Laura is having a party; many of the guests are people she never met before. She entertains them with singing. One of the songs is based on a poem by Don Juan, Laura’s former lover. The quick-tempered Don Carlos gets enraged, which almost ruins the conspiring guests’ plan. Laura resumes her singing, but it it clear to her that the guests did not come to hear her songs. Laura makes everyone but Don Carlos leave. Him she seduces and thus learns that there is a conspiracy against Don Juan. Presently Don Juan appears.
Don Carlos insists that the inevitable duel should take place on the spot. Don Juan kills Don Carlos. Laura shows Don Juan a list of conspirators. Their privacy is violated by the conspirators’s assault, but Don Juan manages to escape.

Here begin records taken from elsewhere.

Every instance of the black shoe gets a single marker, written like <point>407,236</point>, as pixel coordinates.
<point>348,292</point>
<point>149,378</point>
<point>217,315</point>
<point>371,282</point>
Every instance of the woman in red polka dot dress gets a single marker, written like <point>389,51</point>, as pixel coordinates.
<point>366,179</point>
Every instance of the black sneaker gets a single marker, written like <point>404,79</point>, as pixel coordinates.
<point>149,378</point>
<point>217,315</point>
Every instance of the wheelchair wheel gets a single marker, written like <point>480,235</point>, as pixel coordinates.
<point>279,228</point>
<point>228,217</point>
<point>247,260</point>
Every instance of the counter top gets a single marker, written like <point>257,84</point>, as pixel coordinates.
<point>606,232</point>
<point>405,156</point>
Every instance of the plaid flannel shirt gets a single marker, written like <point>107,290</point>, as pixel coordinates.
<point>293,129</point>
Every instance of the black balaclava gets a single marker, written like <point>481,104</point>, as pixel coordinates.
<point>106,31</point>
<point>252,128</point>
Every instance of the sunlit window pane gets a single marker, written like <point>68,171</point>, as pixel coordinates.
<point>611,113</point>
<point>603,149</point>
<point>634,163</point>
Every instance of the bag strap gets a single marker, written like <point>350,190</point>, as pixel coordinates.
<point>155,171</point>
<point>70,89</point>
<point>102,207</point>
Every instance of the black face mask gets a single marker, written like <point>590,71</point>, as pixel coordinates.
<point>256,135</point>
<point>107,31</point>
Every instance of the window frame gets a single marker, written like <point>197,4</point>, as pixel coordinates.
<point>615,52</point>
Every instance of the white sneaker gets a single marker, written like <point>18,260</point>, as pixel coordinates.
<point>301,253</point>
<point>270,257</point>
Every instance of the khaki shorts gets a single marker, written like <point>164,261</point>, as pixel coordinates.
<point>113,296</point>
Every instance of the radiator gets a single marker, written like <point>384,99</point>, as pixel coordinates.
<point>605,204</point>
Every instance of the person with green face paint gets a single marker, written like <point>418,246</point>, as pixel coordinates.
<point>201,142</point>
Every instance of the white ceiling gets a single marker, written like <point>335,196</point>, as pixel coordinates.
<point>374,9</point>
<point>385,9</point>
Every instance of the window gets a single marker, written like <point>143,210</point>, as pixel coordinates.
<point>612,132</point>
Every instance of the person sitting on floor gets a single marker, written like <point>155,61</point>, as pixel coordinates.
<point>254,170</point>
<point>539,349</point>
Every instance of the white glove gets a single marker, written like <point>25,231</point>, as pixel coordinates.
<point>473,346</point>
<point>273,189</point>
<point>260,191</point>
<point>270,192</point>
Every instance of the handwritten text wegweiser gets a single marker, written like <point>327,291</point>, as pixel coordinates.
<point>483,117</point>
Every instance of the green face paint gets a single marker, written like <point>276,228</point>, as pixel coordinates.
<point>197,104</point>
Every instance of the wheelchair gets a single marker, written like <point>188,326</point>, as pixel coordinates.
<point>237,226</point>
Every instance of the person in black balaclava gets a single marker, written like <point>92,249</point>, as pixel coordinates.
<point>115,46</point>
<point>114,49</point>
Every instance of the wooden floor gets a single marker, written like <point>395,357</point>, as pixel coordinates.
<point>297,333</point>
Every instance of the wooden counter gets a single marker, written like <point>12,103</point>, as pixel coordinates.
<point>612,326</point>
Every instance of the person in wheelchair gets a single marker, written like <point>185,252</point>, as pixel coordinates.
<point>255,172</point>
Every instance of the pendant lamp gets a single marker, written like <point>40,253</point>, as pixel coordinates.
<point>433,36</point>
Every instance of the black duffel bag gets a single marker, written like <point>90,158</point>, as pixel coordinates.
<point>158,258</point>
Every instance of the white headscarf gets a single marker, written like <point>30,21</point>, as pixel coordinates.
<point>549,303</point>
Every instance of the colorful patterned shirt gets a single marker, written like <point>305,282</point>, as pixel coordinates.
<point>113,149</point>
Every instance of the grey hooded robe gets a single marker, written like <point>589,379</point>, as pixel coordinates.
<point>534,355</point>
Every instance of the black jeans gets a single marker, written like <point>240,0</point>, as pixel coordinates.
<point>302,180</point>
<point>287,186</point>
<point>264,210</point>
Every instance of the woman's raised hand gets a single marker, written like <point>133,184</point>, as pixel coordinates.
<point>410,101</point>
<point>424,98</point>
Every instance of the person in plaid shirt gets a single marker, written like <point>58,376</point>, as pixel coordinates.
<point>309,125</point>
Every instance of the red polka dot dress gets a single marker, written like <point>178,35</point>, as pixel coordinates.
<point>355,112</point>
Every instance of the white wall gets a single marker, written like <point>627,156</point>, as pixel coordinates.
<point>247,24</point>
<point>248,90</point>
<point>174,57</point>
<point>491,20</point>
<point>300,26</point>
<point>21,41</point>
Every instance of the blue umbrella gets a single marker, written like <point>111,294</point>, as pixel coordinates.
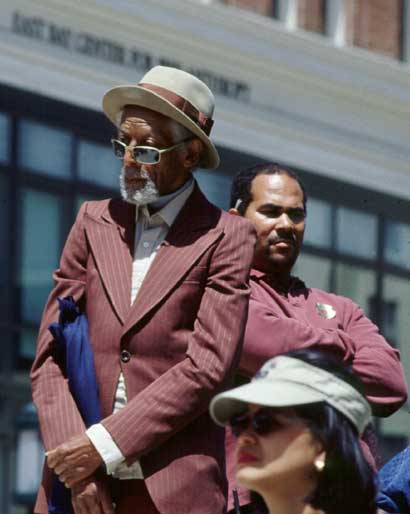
<point>74,347</point>
<point>394,477</point>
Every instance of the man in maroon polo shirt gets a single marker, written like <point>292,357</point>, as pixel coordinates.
<point>285,314</point>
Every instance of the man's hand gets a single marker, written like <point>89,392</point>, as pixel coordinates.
<point>74,460</point>
<point>91,496</point>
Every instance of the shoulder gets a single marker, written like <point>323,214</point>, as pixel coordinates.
<point>97,207</point>
<point>234,223</point>
<point>331,298</point>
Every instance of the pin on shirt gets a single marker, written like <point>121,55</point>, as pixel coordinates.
<point>325,310</point>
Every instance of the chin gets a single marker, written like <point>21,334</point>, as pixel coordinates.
<point>249,477</point>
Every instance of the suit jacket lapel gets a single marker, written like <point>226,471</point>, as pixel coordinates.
<point>111,238</point>
<point>193,231</point>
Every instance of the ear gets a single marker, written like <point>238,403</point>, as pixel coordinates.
<point>193,153</point>
<point>320,461</point>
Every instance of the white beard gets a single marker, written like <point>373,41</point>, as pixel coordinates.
<point>139,196</point>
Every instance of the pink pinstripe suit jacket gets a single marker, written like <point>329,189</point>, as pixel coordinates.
<point>184,333</point>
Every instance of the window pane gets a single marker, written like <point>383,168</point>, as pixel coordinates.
<point>40,248</point>
<point>4,139</point>
<point>356,233</point>
<point>318,223</point>
<point>358,284</point>
<point>396,295</point>
<point>98,164</point>
<point>397,243</point>
<point>44,149</point>
<point>27,345</point>
<point>376,25</point>
<point>216,186</point>
<point>311,15</point>
<point>4,245</point>
<point>80,199</point>
<point>314,271</point>
<point>266,7</point>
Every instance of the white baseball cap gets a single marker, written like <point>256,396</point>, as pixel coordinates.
<point>288,382</point>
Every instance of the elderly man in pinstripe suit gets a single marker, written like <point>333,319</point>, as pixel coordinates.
<point>162,276</point>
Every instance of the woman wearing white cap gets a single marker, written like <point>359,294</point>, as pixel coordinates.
<point>298,424</point>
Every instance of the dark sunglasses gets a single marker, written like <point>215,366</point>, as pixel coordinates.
<point>262,422</point>
<point>143,154</point>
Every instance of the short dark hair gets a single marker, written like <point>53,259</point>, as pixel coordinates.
<point>347,482</point>
<point>242,183</point>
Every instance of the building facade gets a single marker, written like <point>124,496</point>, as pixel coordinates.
<point>320,86</point>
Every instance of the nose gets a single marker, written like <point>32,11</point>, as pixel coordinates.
<point>284,222</point>
<point>128,159</point>
<point>246,437</point>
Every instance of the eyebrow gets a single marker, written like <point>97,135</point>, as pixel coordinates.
<point>275,206</point>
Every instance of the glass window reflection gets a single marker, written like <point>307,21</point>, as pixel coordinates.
<point>98,164</point>
<point>40,249</point>
<point>356,233</point>
<point>313,270</point>
<point>318,223</point>
<point>216,186</point>
<point>358,284</point>
<point>397,243</point>
<point>4,139</point>
<point>4,244</point>
<point>44,149</point>
<point>396,296</point>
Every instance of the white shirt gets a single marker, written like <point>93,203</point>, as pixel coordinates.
<point>150,232</point>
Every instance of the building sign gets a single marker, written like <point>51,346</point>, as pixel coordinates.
<point>110,51</point>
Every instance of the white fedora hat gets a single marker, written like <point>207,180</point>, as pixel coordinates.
<point>173,93</point>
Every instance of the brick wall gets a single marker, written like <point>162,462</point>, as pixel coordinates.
<point>372,24</point>
<point>376,25</point>
<point>311,15</point>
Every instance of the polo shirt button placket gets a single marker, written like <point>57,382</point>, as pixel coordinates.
<point>125,356</point>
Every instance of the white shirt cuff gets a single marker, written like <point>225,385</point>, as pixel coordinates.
<point>105,446</point>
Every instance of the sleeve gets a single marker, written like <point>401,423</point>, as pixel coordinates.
<point>360,343</point>
<point>105,446</point>
<point>184,391</point>
<point>377,363</point>
<point>268,334</point>
<point>58,415</point>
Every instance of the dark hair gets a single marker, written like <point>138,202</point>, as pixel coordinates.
<point>242,183</point>
<point>347,482</point>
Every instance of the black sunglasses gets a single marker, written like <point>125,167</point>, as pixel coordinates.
<point>262,422</point>
<point>143,154</point>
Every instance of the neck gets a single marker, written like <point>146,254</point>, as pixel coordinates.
<point>287,505</point>
<point>279,280</point>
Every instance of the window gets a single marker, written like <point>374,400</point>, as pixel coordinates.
<point>98,164</point>
<point>4,139</point>
<point>216,186</point>
<point>376,25</point>
<point>4,244</point>
<point>265,7</point>
<point>397,243</point>
<point>44,149</point>
<point>356,283</point>
<point>318,223</point>
<point>40,250</point>
<point>311,15</point>
<point>356,233</point>
<point>314,271</point>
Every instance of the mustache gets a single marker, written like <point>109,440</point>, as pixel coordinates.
<point>289,238</point>
<point>134,172</point>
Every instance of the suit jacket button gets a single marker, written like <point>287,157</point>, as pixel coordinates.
<point>125,355</point>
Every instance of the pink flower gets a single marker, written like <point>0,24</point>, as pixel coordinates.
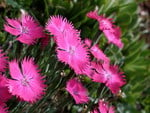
<point>105,108</point>
<point>26,82</point>
<point>93,15</point>
<point>45,41</point>
<point>4,93</point>
<point>3,108</point>
<point>111,31</point>
<point>70,49</point>
<point>98,53</point>
<point>3,61</point>
<point>111,76</point>
<point>26,29</point>
<point>78,92</point>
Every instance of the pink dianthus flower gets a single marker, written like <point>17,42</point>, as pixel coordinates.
<point>111,31</point>
<point>26,29</point>
<point>105,108</point>
<point>111,76</point>
<point>26,82</point>
<point>78,92</point>
<point>70,49</point>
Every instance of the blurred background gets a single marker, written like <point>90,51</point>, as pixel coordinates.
<point>133,16</point>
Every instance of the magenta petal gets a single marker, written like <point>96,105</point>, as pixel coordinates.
<point>11,30</point>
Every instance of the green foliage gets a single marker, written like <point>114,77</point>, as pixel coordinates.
<point>133,59</point>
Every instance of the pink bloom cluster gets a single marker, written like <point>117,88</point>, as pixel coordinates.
<point>76,89</point>
<point>74,52</point>
<point>26,81</point>
<point>26,29</point>
<point>111,31</point>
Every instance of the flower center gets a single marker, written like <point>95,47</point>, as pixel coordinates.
<point>24,30</point>
<point>24,82</point>
<point>107,75</point>
<point>105,25</point>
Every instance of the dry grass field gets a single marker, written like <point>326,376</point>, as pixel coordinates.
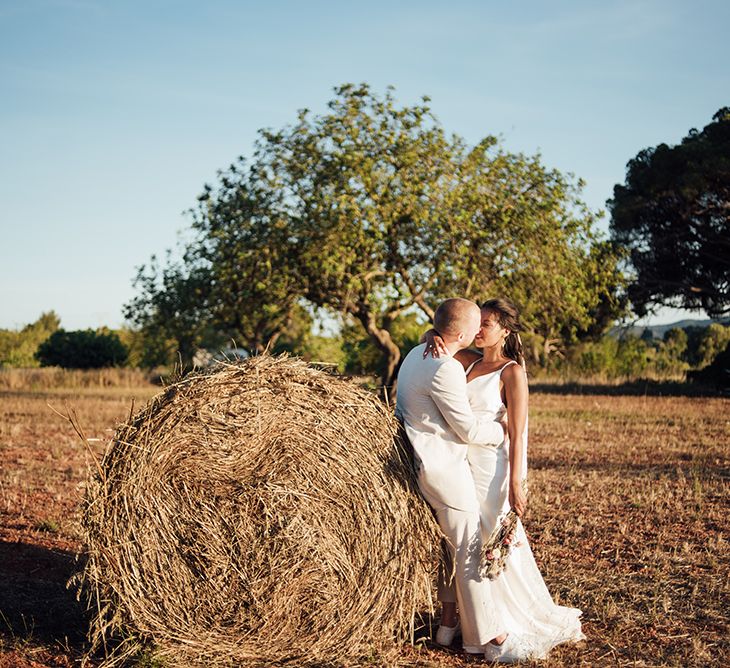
<point>628,520</point>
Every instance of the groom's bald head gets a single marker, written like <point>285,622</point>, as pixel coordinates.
<point>457,316</point>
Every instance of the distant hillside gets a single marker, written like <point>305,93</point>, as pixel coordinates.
<point>658,331</point>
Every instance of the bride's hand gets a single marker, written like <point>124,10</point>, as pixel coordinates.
<point>517,497</point>
<point>434,344</point>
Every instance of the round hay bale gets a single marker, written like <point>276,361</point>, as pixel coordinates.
<point>261,511</point>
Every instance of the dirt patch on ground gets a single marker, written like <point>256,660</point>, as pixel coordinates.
<point>628,520</point>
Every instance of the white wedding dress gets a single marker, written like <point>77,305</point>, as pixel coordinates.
<point>522,600</point>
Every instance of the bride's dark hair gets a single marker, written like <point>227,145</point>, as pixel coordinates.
<point>508,317</point>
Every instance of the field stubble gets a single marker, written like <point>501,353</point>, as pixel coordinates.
<point>628,521</point>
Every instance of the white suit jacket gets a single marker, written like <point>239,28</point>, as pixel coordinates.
<point>433,406</point>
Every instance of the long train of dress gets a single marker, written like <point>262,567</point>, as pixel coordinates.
<point>521,598</point>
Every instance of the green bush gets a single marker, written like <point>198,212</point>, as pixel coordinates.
<point>82,349</point>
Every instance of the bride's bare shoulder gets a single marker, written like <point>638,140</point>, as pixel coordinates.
<point>467,357</point>
<point>514,374</point>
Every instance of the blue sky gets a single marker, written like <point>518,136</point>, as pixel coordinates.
<point>114,114</point>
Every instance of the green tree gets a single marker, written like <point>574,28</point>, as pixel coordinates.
<point>18,348</point>
<point>171,311</point>
<point>710,342</point>
<point>371,211</point>
<point>671,353</point>
<point>83,349</point>
<point>672,216</point>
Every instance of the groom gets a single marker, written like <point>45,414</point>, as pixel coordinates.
<point>433,406</point>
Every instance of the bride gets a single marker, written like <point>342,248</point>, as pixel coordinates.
<point>497,383</point>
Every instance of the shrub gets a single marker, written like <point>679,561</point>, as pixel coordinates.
<point>83,349</point>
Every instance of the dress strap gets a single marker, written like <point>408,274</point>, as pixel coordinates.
<point>510,363</point>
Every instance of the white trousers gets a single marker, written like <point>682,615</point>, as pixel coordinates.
<point>479,624</point>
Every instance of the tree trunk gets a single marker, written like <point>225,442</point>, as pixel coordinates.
<point>382,339</point>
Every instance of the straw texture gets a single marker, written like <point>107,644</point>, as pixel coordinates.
<point>260,512</point>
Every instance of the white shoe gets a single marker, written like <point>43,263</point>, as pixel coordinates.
<point>445,634</point>
<point>507,652</point>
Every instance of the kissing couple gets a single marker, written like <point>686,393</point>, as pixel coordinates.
<point>465,415</point>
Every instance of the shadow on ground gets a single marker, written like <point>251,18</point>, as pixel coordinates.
<point>36,606</point>
<point>639,388</point>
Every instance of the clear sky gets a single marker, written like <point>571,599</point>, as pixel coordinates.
<point>113,114</point>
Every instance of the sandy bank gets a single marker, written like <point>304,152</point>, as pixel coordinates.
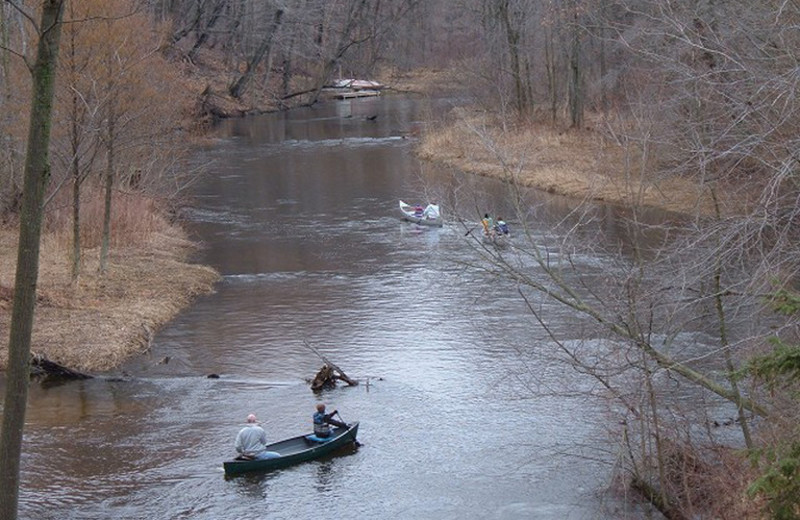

Don Juan hides in the monastery disguised as a hermit. Doña Anna comes there every day to visit her husband’s grave. Don Juan introduces himself to her as Don Diego. Doña Anna agrees to receive him at her place the next day. Leporello tries to warn his master by hinting that the Commander's death was not forgiven and that the trap is set. Don Juan challenges his fate: he invites the Commander, an embodiment of the tyranny and total control, to join him on his next day’s rendezvous. Leporello begs forgiveness for his betrayal, because it is clear for him now that Don Juan knows it was he who brought the conspirators to Laura’s.
A room at Doña Anna’s. She spent a night with Don Juan, but now he has to leave her. Unable to conceal the truth any longer, he confesses that he killed her husband and that he loves her with all his heart. Doña Anna cannot hate him; instead she realizes that she loves him in return. Don Juan aspires for a new rendezvous, but the men of ‘the stone guest’ have already tracked him down. Not surrendering, Don Juan extends his hand to them as a token of love and freedom. They kill him.